The first is to focus on programming and get a comp sci degree, and leverage this skillset to wedge your way first into the business, and then later into design. As I noted above, very few people are hired right out of college as designers, and most have earned that position by only after transitioning over from another role. Programming allows you to create something tangible that you can show off to prospective employers. Additionally, the importance of problem solving is shared with game design, so it's a good primer as to the sorts of high-level thinking you'll need to do. If I didn't know how to program, my path into games would have been much, much harder and very different.
The other non-technical approach is to focus heavy on design and try to diversify your experience as much as possible. With this route, the exact degree you get isn't important, so it's mainly about broadening your horizons. History, psychology and philosophy are all great subjects that can really inspire the out-of-the-box thinking that characterizes successful designers. However, without the ability to program you'll face an uphill battle just getting
a job. If you don't have any kind of degree that's a second strike against you, and at that point you'll have to be distinctly spectacular in some other way just to get an interview.

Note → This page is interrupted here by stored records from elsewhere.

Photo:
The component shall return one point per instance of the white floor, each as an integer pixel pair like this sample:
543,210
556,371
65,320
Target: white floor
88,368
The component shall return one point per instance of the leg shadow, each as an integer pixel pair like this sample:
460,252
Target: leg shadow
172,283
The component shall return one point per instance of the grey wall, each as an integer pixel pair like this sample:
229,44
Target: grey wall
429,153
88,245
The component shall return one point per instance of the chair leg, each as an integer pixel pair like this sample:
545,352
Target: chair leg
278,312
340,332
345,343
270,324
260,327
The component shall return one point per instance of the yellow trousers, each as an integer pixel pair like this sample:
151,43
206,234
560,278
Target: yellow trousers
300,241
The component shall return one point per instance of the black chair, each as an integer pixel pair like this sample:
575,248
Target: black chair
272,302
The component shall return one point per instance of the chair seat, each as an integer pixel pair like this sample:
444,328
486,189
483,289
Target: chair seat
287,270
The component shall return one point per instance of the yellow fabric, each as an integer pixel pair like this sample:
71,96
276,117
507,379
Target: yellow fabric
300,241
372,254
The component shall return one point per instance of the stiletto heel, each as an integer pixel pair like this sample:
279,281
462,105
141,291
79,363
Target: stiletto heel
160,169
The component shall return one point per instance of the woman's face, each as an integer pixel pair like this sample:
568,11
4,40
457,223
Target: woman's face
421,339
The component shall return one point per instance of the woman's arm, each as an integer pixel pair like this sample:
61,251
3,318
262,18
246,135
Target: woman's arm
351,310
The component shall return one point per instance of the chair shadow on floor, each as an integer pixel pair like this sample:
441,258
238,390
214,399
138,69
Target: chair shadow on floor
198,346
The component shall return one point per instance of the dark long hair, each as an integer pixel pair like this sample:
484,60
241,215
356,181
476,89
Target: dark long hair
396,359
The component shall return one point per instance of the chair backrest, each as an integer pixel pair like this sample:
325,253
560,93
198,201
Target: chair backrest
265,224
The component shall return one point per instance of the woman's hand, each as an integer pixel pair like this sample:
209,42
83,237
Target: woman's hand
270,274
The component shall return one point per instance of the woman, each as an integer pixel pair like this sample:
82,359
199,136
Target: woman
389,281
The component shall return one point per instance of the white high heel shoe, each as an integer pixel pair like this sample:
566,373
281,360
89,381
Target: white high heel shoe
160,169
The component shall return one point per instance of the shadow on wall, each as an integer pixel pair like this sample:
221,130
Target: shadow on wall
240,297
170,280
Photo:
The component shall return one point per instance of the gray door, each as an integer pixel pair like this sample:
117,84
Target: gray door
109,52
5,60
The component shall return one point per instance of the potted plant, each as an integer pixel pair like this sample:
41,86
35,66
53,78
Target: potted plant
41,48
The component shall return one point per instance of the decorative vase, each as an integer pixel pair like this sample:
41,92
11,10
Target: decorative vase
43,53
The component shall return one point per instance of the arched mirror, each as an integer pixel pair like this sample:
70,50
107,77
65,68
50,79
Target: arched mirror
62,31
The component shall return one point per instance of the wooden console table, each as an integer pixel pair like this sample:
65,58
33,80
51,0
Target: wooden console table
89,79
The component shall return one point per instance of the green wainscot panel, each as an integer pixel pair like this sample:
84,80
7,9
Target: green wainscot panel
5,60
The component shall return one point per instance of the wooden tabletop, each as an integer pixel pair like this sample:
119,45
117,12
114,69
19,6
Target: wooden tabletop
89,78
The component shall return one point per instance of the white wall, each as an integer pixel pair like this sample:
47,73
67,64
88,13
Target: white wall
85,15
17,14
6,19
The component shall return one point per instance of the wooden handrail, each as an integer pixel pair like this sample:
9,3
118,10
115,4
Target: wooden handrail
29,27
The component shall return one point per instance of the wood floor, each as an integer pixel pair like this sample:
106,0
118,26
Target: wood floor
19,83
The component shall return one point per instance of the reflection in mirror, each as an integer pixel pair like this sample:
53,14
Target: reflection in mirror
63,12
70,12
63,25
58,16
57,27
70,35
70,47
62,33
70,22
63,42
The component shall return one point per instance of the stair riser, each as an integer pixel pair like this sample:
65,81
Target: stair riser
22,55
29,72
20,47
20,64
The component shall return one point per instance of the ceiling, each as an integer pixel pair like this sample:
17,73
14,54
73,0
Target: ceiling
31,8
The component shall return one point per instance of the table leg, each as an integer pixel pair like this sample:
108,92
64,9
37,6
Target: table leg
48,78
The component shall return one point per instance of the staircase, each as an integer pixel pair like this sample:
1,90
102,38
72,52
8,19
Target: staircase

If someone truly wants into this industry, the best way to set oneself apart is to spend as much time as possible doing what game developers actually do
. Program simple games or engines, create pen-and-paper or cardboard game prototypes, or - best of all - make mods for existing games using the same tools as professional developers. Companies want to hire individuals who they know can produce useful work right off the bat. If you have "potential" or "ideas" but no hands-on experience, then you have no advantage over the hundreds of other people aiming to be hired for the same job. Think about it... if you
were hiring someone and investing a huge amount of your own time and money in them what would you
want?How long have you been working in games?
As of May 2013, I've been in the business for a little over 8 years now.Where do you work and what is your official title?
I am the president and owner of Conifer Games.